Para Ana Irma Rivera Lassén, exsenadora en Puerto Rico y miembro del Movimiento Victoria Ciudadana (MVC), la decisión confirma que las ramas ejecutivas y legislativas no tienen el poder para definir unilateralmente quién es y quién no es ciudadano.
“Del mismo modo que el tribunal ha declarado inconstitucional la orden ejecutiva en este caso, le corresponde reconocer que la ciudadanía por nacimiento en los territorios no está sujeta al control unilateral del Congreso o del presidente. Lo mismo ocurre con la relación colonial entre Puerto Rico y EE.UU., la cual tiene sus raíces en los mismos prejuicios racistas y coloniales que la Orden Ejecutiva impugnada. Es momento de acabar con el control unilateral del gobierno federal sobre los territorios y dar paso a un proceso de libre determinación y descolonización”, declaró.
Eduardo Bhatia, expresidente del Senado de Puerto Rico, también celebró la reafirmación del Tribunal Supremo de que la ciudadanía por nacimiento es una garantía constitucional que ningún presidente puede eliminar mediante orden ejecutiva.
“El principio amplio del tribunal—que un niño nacido en suelo estadounidense y sujeto a las leyes de EE.UU. es ciudadano— no puede, lógicamente, limitarse a los estados. En mi opinión, ese principio protege igualmente a quienes nacen en los territorios de EE.UU., incluyendo a Puerto Rico”, apuntó el miembro del Partido Popular Democrático (PPD).
Zoe Laboy, exsenadora por el Partido Nuevo Progresista (PNP), afirmó que el Supremo debe reconocer ese derecho a los residentes en los territorios.
“Como puertorriqueños, conocíamos de primera mano lo que estaba en juego cuando el presidente intentó excluir a los hijos de los inmigrantes de las protecciones que ofrece la ciudadanía y el Tribunal ha actuado correctamente al rechazar hoy esa pretensión. Pero el Tribunal no debe detenerse ahí: la ciudadanía por nacimiento también debe reconocerse a las personas nacidas en los territorios de EE. UU., a quienes históricamente se les ha negado el trato igualitario”, señaló.
Mary Camacho Torres, quien sirvió en la legislatura de Guam, expuso que la decisión debe servir como una hoja de ruta para reconocer que las personas nacidas en los territorios de los EE. UU. tienen un derecho constitucional a la ciudadanía que ni el Congreso ni el Presidente pueden quitarles.
“Ningún funcionario electo ni cuerpo legislativo debe tener veto sobre si alguien nacido en Guam o en cualquier otro territorio americano es ciudadano. Cualquiera que sea la decisión del pueblo de Guam sobre nuestro futuro estatus político, mientras estemos bajo la bandera americana debemos tener derecho a la ciudadanía e igualdad de derechos”, adujo.

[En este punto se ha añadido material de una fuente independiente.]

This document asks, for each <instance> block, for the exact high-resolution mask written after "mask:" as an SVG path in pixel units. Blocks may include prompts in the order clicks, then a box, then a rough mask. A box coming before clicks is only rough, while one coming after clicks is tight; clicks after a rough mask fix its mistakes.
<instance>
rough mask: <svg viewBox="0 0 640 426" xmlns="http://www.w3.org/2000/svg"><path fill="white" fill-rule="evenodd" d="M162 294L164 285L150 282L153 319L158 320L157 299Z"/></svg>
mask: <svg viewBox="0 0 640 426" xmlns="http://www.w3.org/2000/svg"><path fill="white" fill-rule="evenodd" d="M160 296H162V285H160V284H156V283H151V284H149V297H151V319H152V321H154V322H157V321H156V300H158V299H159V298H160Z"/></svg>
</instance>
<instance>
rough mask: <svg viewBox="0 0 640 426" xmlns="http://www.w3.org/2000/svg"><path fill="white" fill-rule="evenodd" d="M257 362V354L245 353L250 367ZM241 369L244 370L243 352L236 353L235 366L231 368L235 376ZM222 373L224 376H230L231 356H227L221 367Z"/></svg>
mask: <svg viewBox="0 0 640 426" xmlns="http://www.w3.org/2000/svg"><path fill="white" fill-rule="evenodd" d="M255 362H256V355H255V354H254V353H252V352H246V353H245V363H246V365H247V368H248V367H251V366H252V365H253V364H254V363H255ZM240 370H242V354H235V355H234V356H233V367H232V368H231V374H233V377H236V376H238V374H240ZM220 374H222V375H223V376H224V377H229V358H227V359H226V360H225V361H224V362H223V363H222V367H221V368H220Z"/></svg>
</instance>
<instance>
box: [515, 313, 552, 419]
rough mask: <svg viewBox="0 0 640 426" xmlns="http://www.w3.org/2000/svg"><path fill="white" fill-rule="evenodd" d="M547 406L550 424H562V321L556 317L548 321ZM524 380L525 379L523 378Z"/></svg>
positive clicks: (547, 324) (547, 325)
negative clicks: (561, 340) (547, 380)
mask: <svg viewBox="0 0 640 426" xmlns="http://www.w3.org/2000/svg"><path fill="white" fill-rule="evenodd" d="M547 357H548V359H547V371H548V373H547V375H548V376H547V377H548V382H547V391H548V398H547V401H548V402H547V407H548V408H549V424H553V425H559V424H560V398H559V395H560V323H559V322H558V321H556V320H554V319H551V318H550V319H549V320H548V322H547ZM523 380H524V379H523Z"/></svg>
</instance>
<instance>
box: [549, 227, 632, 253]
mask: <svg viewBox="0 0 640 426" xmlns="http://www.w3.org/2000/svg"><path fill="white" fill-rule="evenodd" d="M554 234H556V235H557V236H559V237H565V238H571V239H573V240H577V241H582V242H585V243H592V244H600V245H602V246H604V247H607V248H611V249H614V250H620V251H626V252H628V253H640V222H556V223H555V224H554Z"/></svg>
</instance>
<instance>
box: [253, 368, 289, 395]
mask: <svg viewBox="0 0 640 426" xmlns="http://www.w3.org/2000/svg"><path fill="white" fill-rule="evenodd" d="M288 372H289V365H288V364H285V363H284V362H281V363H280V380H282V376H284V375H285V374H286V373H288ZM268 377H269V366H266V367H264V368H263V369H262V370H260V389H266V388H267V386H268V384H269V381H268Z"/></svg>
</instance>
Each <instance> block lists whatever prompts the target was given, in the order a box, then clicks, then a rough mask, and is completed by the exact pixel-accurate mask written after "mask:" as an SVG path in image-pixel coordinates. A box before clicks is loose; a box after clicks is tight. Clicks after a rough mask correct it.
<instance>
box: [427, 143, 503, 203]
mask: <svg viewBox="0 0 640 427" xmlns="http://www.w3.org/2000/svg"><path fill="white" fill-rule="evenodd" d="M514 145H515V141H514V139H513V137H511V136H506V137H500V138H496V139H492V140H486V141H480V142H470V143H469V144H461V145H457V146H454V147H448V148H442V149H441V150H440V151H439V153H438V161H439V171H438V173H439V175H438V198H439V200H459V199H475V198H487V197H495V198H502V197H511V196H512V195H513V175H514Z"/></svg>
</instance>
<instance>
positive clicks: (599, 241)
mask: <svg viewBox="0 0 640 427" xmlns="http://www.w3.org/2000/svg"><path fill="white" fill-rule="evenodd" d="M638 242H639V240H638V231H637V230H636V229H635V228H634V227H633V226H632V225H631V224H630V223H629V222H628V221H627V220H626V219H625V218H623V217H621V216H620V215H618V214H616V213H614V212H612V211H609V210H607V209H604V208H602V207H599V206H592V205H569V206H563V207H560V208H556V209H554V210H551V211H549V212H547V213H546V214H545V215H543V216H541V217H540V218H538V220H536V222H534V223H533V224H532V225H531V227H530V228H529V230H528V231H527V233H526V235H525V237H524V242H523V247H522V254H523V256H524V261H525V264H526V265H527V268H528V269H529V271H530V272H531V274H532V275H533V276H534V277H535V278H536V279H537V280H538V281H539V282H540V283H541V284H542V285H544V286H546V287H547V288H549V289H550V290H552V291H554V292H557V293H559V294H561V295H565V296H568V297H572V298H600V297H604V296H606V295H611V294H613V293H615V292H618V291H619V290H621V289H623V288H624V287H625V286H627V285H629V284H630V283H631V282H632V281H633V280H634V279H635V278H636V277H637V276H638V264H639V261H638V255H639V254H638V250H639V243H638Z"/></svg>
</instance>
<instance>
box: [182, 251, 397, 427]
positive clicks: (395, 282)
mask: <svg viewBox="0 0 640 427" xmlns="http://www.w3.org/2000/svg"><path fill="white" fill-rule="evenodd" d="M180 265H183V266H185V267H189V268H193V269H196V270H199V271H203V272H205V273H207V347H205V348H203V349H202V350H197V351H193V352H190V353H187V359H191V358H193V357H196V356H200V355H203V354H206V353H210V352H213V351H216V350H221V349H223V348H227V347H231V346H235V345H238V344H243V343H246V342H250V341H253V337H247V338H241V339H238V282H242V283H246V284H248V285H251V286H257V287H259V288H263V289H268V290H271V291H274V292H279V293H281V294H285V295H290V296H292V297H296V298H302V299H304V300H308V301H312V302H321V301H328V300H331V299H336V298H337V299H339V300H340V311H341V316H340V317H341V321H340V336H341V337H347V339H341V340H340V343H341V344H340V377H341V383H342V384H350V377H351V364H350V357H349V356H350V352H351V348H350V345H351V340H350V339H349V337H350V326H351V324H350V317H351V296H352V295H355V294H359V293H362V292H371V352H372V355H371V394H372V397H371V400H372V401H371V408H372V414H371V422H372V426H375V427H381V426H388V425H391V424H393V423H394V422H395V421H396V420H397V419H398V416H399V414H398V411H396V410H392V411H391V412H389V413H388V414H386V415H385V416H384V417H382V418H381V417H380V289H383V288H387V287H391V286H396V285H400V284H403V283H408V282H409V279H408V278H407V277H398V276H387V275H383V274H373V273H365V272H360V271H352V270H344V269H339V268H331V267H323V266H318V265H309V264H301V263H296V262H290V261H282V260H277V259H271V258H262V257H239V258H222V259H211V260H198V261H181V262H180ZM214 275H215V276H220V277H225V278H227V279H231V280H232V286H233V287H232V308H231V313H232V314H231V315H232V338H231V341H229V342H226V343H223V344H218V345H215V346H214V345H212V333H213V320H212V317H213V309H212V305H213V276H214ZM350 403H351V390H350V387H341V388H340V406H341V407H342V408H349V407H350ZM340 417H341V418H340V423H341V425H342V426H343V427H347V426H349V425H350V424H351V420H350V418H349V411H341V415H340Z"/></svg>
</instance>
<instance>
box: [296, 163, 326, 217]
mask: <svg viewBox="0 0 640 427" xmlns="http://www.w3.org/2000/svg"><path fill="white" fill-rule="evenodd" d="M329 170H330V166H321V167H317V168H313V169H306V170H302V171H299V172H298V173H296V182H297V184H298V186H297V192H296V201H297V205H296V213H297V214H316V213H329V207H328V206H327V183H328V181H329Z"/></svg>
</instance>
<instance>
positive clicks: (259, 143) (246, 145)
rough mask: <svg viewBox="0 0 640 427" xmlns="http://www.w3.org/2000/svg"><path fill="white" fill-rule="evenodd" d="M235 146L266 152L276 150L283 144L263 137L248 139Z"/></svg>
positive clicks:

Andra Samoa, exmiembra del Fono de Samoa Americana, indicó que la Administración fue muy lejos en su intención de limitar ese derecho.
“Los funcionarios federales no pueden simplemente redefinir si alguien tiene derecho a la ciudadanía—ese fue el mensaje claro de la decisión de hoy. Con tantos de nuestros hermanos y hermanas samoanos americanos enfrentando cargos criminales en Alaska porque el gobierno federal les niega el reconocimiento como ciudadanos americanos, este fallo del Tribunal Supremo es importante para nuestra comunidad”, argumentó.